James Gosling wrote this pleasing little essay in 1990 about the phases standard setting goes thru.
It’s a nice little model with only two variables over time.
- the political demand for a standard and
- the supply of technical skills to execute on that desire.
This model was taken from Toshi Doi of Sony. James’ point is that some standards get set before the technology is ready, while others get set after plenty of skill has accumulated.
This is a nice complement to the models that emphasis the demand side network effects around standards. Those models focus on the buyer’s problem of timing when to jump onto the bandwagon. The buyer in that case afraid that he will jump to soon and onto the wrong one and then later he’ll have to pay huge switching costs. On the other hand he’s afraid he will jump too late and be left behind while others capture the early mover advantages. Those models help explain why the demand for a standard will often runs way out in front of the supply of skills to fufill that demand.
He reaches a somewhat bleak conclusion, that we often setting standards ahead of the technology. I was reminded of this essay recently. While XML is widely used for protocol messaging the XML community is apparently lacking in a number of tools that a protocol designer would have expected. For example there is no standand way to negotiate protocol level when sessions start. For example there is no effective way to make minor revisions to a protocol and yet avoid having to spinning up an entire new namespace each time.

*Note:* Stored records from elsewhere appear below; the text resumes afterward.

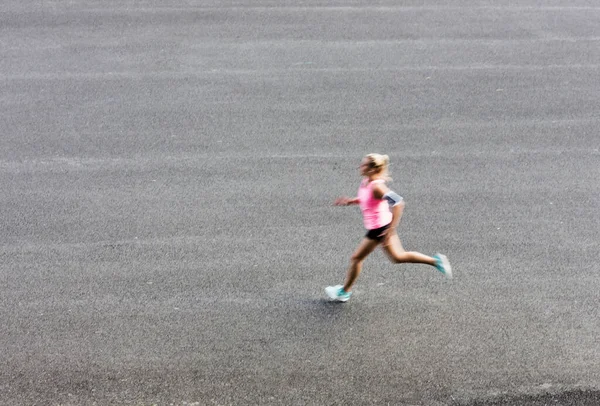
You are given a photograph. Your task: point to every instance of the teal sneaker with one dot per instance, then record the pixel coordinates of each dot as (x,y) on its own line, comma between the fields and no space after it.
(337,293)
(443,265)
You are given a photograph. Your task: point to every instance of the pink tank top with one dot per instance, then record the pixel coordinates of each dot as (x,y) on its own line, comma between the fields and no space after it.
(376,212)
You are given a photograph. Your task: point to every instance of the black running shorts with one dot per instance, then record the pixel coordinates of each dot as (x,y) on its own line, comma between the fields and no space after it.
(377,234)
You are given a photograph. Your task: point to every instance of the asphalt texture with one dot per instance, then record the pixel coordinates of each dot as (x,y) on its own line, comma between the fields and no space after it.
(168,171)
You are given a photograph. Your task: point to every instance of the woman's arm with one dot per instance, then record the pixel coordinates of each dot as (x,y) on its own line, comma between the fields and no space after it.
(345,201)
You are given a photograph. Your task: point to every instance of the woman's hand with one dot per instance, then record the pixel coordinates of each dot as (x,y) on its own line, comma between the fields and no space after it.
(387,235)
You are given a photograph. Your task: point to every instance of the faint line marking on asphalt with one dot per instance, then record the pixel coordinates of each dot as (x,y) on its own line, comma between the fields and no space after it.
(192,74)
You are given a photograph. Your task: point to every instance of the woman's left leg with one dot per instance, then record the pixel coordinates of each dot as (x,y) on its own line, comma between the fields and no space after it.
(397,254)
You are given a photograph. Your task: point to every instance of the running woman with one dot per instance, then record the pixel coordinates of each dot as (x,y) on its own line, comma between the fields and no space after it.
(381,209)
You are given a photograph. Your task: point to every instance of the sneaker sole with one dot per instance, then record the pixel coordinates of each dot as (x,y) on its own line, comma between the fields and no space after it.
(331,292)
(446,266)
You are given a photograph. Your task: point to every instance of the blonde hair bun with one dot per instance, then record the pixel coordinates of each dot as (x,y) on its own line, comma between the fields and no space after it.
(381,163)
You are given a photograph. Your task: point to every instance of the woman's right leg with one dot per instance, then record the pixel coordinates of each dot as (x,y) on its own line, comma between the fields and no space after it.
(364,249)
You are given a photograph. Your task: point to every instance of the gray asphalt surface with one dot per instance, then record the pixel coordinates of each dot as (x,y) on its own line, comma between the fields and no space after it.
(168,170)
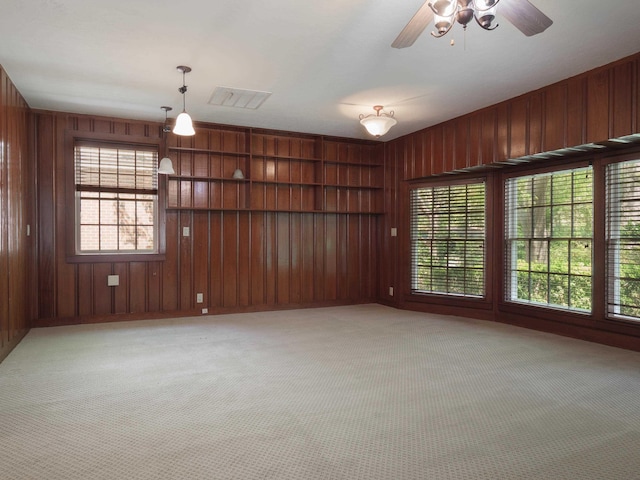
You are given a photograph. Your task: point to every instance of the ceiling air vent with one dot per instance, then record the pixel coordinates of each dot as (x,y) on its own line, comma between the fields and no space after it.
(238,97)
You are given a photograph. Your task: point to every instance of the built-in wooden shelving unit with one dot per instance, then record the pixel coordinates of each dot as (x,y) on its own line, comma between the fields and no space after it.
(282,173)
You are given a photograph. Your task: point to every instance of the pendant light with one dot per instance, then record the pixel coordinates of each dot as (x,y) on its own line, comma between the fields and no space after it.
(184,125)
(166,166)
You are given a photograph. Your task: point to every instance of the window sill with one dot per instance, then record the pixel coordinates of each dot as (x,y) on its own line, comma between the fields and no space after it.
(116,257)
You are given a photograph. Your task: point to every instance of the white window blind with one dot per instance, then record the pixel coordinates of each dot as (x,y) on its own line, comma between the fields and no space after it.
(448,239)
(549,237)
(623,239)
(116,199)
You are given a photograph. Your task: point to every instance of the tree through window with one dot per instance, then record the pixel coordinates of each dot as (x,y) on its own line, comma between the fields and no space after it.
(448,236)
(549,237)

In turn, that reminded me how supply and demand play off each other in suprising ways. In some cases supply gets way out in front of demand. The classic dismissive phrase of business leaders for that is: “Ah, a solution in search of a problem”. In many many cases demand overwhelms supply and somebody will show up with a fraudulent solution. As witnessed by most weight loss programs, gas additives, or school reform plans.
Gossling’s bleak conclusion, that many standards emerge inspite of insufficent skill to design them well, doesn’t go far enough. There is also the common sad cenario where standards emerge years and years ahead of any demand for them.